Pak Bono dan bu Bono terkejut, karena tiba-tiba Kinanti sudah pulang dan mendengarkan pembicaraan kedua orang tuanya.
“Tentang hobi kamu itu, Kinan ….”
“Saya tidak akan lagi menjadi penyanyi.”
“Kamu marah pada bapak?”
”Tidak Pak, pengalaman malam itu membuat saya merasa sudah keterlaluan. Biar saja saya menekuni sekolah, seperti keinginan Bapak.”
“Tapi sekarang bapak sudah belajar dari pengalaman malam itu. Kamu tahu, bapak takut sekali. Kalau sampai kamu keterusan sakit, bapak tidak akan bisa memaafkan kesalahan bapak itu.”
“Bapak tidak usah khawatir. Kinanti tidak menyesal meninggalkan kesenangan itu.”

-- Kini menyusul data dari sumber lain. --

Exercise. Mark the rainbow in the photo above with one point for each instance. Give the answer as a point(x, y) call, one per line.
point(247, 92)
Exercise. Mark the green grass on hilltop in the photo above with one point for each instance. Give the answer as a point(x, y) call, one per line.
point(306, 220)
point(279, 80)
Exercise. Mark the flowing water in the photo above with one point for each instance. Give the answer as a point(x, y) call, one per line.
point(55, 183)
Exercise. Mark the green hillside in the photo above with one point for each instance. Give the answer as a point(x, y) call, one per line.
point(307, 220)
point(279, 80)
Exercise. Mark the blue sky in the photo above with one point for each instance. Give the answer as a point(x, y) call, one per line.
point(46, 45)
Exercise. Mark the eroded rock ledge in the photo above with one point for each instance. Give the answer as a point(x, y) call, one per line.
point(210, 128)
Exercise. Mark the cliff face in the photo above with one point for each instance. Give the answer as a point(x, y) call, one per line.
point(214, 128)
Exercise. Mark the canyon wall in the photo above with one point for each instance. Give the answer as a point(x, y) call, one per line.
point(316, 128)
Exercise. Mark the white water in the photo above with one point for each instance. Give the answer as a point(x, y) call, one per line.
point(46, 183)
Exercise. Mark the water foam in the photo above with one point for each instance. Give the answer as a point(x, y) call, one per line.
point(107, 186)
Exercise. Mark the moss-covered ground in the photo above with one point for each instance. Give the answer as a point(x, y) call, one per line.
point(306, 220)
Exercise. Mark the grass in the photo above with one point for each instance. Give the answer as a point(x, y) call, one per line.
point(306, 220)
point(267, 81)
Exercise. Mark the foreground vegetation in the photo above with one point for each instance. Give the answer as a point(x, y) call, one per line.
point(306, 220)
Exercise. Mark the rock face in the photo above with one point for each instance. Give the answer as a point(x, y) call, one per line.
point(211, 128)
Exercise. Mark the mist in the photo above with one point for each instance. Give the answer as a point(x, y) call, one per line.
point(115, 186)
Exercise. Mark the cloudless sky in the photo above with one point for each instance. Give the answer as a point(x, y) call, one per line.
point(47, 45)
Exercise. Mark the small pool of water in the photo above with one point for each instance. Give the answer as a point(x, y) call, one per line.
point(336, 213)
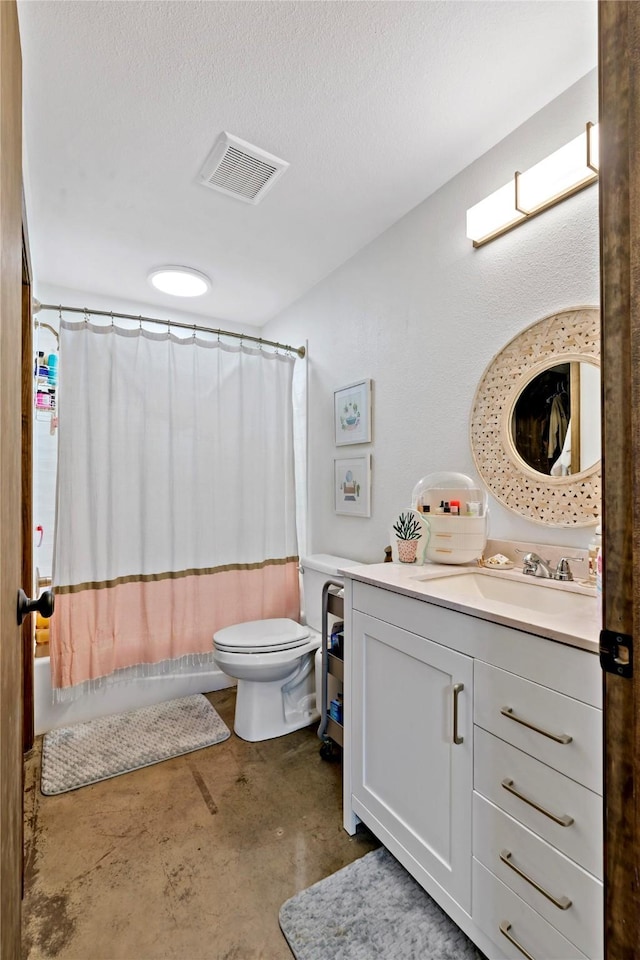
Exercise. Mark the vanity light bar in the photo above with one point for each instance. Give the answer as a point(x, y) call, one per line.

“Baiklah, sekarang istirahat saja sana, kamu sudah terlalu capek.”
“Bapak bilang akan menganggap Guntur sebagai anak. Apakah dia akan tinggal di sini?”
“Tidak. Ibumu tidak setuju. Kita tetap akan membiayai dia, tapi biarlah dia tinggal bersama ibunya saja. Memangnya kenapa?”
“Tidak apa-apa, hanya ingin tahu saja.”
Walau begitu Kinanti cukup merasa senang, karena akan lebih sering dekat dengan Guntur, yang sudah lama dikaguminya.
***
Beberapa minggu telah berlalu, keadaan Guntur sudah perlahan membaik, dan bisa mengendapkan kesedihan yang melandanya.
Dengan dalih menghibur, atau menanyakan pelajaran, Kinanti menjadi sering berbincang dengan saudara angkatnya, yang pasti tak akan membuat orang curiga karena mereka kan sudah menjadi saudara angkat?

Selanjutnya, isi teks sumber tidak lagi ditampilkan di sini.